Cela soulève de vilaines questions :
- créons-nous un système de castes biologiques dans lequel les riches deviennent effectivement sans âge ?
- Les gouvernements contrôlent-ils les technologies de rajeunissement de la même manière qu’ils couvrent les transplantations d’organes ?
- Qu’adviendra-t-il des pensions, des retraites et de la surpopulation si tout le monde bénéficie de vingt ans de plus en bonne santé ?
Il ne s’agit pas d’hypothèses de science-fiction, mais de questions politiques auxquelles les pays seront confrontés si même la moitié des demandes du CAS se concrétisent.
Le scepticisme règne toujours
Bien sûr, il existe toujours le risque qu’il ne s’agisse que d’un mirage scientifique.
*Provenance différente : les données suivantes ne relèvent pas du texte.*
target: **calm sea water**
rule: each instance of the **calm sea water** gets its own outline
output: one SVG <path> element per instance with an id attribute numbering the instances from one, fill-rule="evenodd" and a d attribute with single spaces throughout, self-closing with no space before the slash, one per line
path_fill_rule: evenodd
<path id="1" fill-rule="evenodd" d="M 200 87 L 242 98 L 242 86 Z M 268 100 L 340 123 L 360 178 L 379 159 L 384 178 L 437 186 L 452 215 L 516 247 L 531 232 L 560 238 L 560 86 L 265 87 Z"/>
Aucune réplication indépendante n’a encore eu lieu. Les données complètes ne sont pas publiques. De plus, les thérapies cellulaires génétiquement améliorées comportent des risques réels : formation de tumeurs, rejet immunitaire et instabilité génétique. Un seul mauvais ajustement et votre « rajeunissement » se transforme en cancer incontrôlable.
Même le terme « inverse » est ambigu. Les singes ont-ils réellement rajeuni, ou ont-ils montré moins de signes d’usure ? Les horloges biologiques sont des indicateurs, pas des vérités absolues. C’est comme dire que quelqu’un paraît avoir 35 ans sur Tinder alors qu’il en a en réalité 47. On peut manipuler les statistiques. Mais voilà : que le CAS ait déchiffré le code ou non, il a déjà changé le discours. Le vieillissement n’est plus une voie à sens unique. C’est un champ de bataille.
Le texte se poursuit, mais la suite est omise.